Cox began the interview by stating: “You have asked some of the most memorable questions in cable news history, I would say. So what would you ask yourself?”

“I would ask: 'Why on earth would anyone want to do this job?'” Lemon responded.

“Famously, you once asked a panel on CNN about the possibility of a black hole swallowing up” Malaysia Airlines Flight 370, an international passenger flight that disappeared on March 8, 2014, while traveling from Kuala Lumpur to Beijing, China,” she indicated. “What do you think happened to the plane?”

“That was a viewer question from social media,” Lemon responded, “and it was part of a segment on preposterous conspiracy theories.”

Nevertheless, “you do seem to keep your mind open to unorthodox explanations,” Cox continued.

Lemon then stated:

I think something perfectly logical happened to the plane. But I think it’s legitimate to talk about other theories. It’s not that we’re saying it’s true.

“Let me ask you a question,” he noted. “You’ve heard of the Bermuda Triangle. Do you think people are interested in hearing about it?”

“Yes. if you did a CNN special on it, I would watch that,” the interviewer responded before Lemon said: “You just answered my question.”

The conversation then turned to politics as Cox noted: “You have a track record of upsetting people on the left. What would you say was the worst episode?”

“I don’t know,” the black anchor responded. “No one asks Jake Tapper [chief Washington correspondent and anchor of the CNN weekday news show The Lead] or Wolf Blitzer [a CNN reporter since 1990 who is now the host of the daytime program Wolf] to be the spokesperson for any particular group.”

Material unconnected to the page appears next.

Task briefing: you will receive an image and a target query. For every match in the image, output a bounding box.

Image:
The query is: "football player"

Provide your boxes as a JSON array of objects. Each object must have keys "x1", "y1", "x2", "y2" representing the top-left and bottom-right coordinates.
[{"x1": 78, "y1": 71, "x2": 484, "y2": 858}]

“I’m not an advocate or an activist,” Lemon asserted. “I’m a journalist.”

“The latest controversy was over your comments on the police brutality video from Spring Valley High School in South Carolina,” Cox stated. “You said you wanted to see more context."

“Did you see the whole segment?” the guest asked.

“No. I watched a clip online,” Cox replied.

Lemon stated:

If you look at the segment, I said it was horrible and that there does not seem to be any justification for what the police officer is doing. I said that I wanted more information.

“I want to know about his history, I want to know what precipitated it, I want to know what the school is like, I want to know if he’s done it before. That’s what a journalist does.

“You’ve said that liberals are actually intolerant,” the interviewer indicated. “What do you mean by that?”

“If you don’t make room for the possibility that you can be intolerant, then there is a fairly good chance that you are,” Lemon asserted.

“It doesn’t seem to me that you get offended very much,” Cox then said.

'I don’t,” Lemon responded. “Instead of being offended or defensive or whatever, I try to be curious about why that person feels that way, why someone has that particular opinion.”

He added: “I understand people being offended and hurt, but as a journalist, I gotta move beyond that. I can’t do that.”

“You seem to dislike politically correct culture, but it has raised your profile in a way,” Cox stated. “Do you think your success is in spite of or because of these controversies?”

“I am not setting out to be a provocateur,” Lemon replied. “I am setting out to inform people and to get people to think. I do think my career has been helped because part of my job is to get people to have discussions.”

“How does someone get to be as self-accepting as you?” the interviewer asked.

“What’s the alternative?” her guest responded.

“To live in constant self-doubt, which a lot of people do,” Cox stated.

Lemon concluded the interview by stating: “I don’t want to live that way.”